DesR85 wrote:If an RPG (or any other game) is open-ended in terms of selecting the gender of a main character, I'll go for a male one, seeing that I'm a guy myself. It's more to just reflecting what you are, if you ask me. By the way, why do you want to include some certain attributes on the different genders such as one has certain advantages/disadvantages over the other?
So, if I choose to play as an evil half-ogre thief, would that just reflect what I am? I sincerely hope (for your own sake) you will answer "NO" because the dragons
do breathe fire occasionally... :mischief:
The principle of advantages/disadvantages is a very common one. You trade something for something. If you look up the races in D@D, for instance, you will notice that some races have significant benefits. The game will try to offset that with a slower level progression or by adding some weaknesses to the set. This balance is extremely important. Another example: a super-strong vampire has a weakness to fire and suffers penalty to his/her attributes (and takes damage from the sunlight) during the day.
In ES males/females have slightly different starting attributes.
In the earlier Elder scrolls games there was a section during the character creation where you could
choose a disadvantage (or several). It gave you more points to distribute towards advantages, which you could also choose. Later on Bethesda simplified their starting statistics (Alas, not only statistics) dramatically.
Arcanum gave players a chance to choose a "background" which was the same adv/disadv mix. And they threw in the "beauty" stat as well.

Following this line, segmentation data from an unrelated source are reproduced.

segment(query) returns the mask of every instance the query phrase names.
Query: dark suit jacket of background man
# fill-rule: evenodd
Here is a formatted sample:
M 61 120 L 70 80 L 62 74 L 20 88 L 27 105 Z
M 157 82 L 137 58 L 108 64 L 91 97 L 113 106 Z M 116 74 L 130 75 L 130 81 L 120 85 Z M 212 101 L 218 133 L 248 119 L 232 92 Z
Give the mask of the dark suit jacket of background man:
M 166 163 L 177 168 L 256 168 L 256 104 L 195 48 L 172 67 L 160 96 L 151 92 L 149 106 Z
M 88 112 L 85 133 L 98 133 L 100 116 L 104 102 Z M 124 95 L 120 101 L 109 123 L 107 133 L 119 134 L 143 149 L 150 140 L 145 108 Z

The Lionhead team is apparently planning to give you a remarkable chance to play as a pregnant woman, bless their poor Gear Heads.
I was under impression that you did not mind that, Des, did you?
It is all being done to enhance the role-playing and replayability. It matters to many people. Plus not everybody likes powergaming. People choose the hardcore settings, opt for the permanent death, play solo, do not reload, create less powerful characters etc. The more options the better, including the "recommended" human male (absolutely romanceless) fighter with auto-generated "recommended" stats and feats.
My point is not about heavy-weight stats you have to tweak constantly for a large party of 8 (*shudder*). It is about multiple choices a good RPG gives you.
So, once again, why should the gender be a pure esthetical choice?